Obtaining Parallel Sentences in Low-Resource Language Pairs with Minimal Supervision
Xiayang Shi,Ping Yue,Xinyi Liu,Chun Xu,Lin Xu
DOI: https://doi.org/10.1155/2022/5296946
IF: 3.12
2022-08-05
Computational Intelligence and Neuroscience
Abstract:Machine translation relies on parallel sentences, the number of which is an important factor affecting the performance of machine translation systems, especially in low-resource languages. Recent advances in learning cross-lingual word representations from nonparallel data by machine learning make a new possibility for obtaining bilingual sentences with minimal supervision in low-resource languages.

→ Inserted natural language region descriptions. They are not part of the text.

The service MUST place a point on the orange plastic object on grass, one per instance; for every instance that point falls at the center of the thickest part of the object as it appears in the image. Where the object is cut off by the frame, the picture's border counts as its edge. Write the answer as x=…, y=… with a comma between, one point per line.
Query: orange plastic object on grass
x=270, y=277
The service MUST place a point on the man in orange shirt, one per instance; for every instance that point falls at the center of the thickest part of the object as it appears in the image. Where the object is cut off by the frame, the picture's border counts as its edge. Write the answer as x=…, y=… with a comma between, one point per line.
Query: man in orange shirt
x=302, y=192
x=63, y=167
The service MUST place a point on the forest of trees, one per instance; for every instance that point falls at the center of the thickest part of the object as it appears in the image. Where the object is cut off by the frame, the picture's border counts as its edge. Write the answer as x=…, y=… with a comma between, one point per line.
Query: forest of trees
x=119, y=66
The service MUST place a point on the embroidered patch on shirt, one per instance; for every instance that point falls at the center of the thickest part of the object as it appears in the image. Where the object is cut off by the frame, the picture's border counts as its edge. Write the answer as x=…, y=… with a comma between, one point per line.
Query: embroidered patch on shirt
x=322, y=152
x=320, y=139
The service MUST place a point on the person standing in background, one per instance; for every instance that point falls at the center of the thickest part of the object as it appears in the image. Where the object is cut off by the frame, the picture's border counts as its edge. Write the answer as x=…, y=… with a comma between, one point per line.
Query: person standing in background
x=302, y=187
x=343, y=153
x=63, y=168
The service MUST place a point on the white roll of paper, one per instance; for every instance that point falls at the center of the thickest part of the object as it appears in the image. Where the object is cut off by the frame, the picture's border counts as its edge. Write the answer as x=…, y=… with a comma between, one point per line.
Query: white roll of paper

In this paper, we introduce a novel methodology to obtain parallel sentences via only a small-size bilingual seed lexicon about hundreds of entries. We first obtain bilingual semantic by establishing cross-lingual mapping in monolingual languages via a seed lexicon. Then, we construct a deep learning classifier to extract bilingual parallel sentences. We demonstrate the effectiveness of our methodology by harvesting Uyghur-Chinese parallel sentences and constructing a machine translation system. The experiments indicate that our method can obtain large and high-accuracy bilingual parallel sentences in low-resource language pairs.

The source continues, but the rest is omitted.